Teng Peringatkan Risiko Self-Custody Lebih Besar
Teng, yang merupakan mantan regulator, menyoroti bahwa mendorong pengguna ke wallet self-hosted justru mengurangi perlindungan yang ingin diberikan MiCA. Exchange menjalankan pemeriksaan anti-money laundering (AML) dan know-your-customer (KYC) yang tidak ada pada wallet non-custodial.
“Begitu dana masuk ke wallet self-hosted, risikonya justru meningkat.
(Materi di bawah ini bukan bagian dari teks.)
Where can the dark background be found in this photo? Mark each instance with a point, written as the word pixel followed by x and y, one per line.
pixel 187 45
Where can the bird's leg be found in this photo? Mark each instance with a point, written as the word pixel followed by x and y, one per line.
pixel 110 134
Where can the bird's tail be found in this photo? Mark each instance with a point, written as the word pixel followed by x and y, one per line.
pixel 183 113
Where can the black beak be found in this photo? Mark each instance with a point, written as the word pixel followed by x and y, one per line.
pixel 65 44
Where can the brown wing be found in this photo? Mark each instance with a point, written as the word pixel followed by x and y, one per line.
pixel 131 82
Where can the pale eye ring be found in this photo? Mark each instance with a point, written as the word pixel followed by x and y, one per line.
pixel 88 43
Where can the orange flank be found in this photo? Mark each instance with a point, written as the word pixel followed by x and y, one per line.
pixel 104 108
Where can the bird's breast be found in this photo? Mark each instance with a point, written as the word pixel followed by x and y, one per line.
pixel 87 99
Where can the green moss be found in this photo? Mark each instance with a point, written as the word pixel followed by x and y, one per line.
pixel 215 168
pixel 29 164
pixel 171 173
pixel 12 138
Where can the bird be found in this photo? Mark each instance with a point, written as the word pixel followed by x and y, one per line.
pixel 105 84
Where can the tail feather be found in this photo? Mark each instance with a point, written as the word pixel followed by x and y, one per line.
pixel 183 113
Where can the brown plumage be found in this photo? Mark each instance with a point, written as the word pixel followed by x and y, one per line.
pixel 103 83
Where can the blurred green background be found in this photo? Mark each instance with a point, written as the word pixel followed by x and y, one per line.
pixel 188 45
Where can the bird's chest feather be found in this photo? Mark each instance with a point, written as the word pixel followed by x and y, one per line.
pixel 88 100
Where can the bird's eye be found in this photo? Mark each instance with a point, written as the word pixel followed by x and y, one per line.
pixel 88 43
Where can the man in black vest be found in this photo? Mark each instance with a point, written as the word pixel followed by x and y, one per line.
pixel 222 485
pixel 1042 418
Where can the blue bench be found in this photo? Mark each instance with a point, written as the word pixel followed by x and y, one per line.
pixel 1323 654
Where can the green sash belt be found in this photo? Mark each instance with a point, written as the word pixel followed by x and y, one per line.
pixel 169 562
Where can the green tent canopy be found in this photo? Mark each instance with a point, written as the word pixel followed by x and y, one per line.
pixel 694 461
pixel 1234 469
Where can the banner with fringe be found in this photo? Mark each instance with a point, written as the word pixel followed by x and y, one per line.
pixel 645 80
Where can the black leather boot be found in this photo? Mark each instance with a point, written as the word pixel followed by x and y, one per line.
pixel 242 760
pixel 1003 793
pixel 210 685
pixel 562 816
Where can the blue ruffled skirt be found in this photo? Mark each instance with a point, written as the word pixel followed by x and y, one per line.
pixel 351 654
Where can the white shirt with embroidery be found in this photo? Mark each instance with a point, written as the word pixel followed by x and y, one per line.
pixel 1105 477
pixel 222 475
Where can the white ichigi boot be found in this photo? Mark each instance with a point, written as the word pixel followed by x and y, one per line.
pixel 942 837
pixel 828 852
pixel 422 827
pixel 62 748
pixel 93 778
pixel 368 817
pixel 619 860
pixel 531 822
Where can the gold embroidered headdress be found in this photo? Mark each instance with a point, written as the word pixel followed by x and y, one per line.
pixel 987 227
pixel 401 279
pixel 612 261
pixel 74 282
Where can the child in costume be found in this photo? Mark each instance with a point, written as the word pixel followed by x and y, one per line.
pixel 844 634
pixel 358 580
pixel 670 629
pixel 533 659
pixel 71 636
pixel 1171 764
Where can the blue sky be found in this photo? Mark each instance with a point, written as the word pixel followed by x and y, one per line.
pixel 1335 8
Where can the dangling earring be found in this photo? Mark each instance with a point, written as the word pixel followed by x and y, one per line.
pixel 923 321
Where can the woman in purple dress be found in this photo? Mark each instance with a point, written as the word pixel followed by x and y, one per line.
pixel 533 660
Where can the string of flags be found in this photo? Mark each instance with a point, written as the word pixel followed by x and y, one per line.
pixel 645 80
Anda tidak memiliki kendali AML dan KYC yang tepat atas wallet tersebut,” ujar Richard Teng, co-CEO Binance, menyoroti.
Ikuti kami di X untuk mendapatkan berita terbaru secara real-time
Ia mengungkapkan bahwa regulator seharusnya lebih diuntungkan dengan memberikan lisensi kepada perusahaan yang patuh, daripada mendorong aktivitas berpindah ke luar pengawasan. Binance juga menyatakan telah mendapatkan undangan untuk mendaftar di yurisdiksi Uni Eropa lainnya dan menegaskan tetap berkomitmen pada kawasan tersebut.
Pendukung self-custody justru membaca data yang sama dengan sudut pandang berbeda. Menyimpan private key sendiri menghilangkan risiko counterparty akibat kegagalan exchange di masa lalu, dan banyak pengguna menganggap kontrol langsung sebagai keunggulan utama, bukan celah aturan.
Argumen serupa juga sudah sampai ke Washington, di mana penyedia wallet non-custodial meminta regulator AS agar software self-custodial tidak dikenakan aturan lama.
Regulator juga tidak menutup mata terhadap pergerakan dana ini. Aturan crypto travel rule Uni Eropa yang semakin luas sudah mendorong exchange untuk mengumpulkan data terkait transaksi ke wallet self-hosted.
Apakah tren ini sekadar reaksi sementara atas kepergian Binance atau akan jadi pergeseran permanen menuju self-custody akan menentukan cara regulator menilai hasil awal MiCA. Keputusan lisensi berikutnya kemungkinan akan jadi bukti nyata pertama.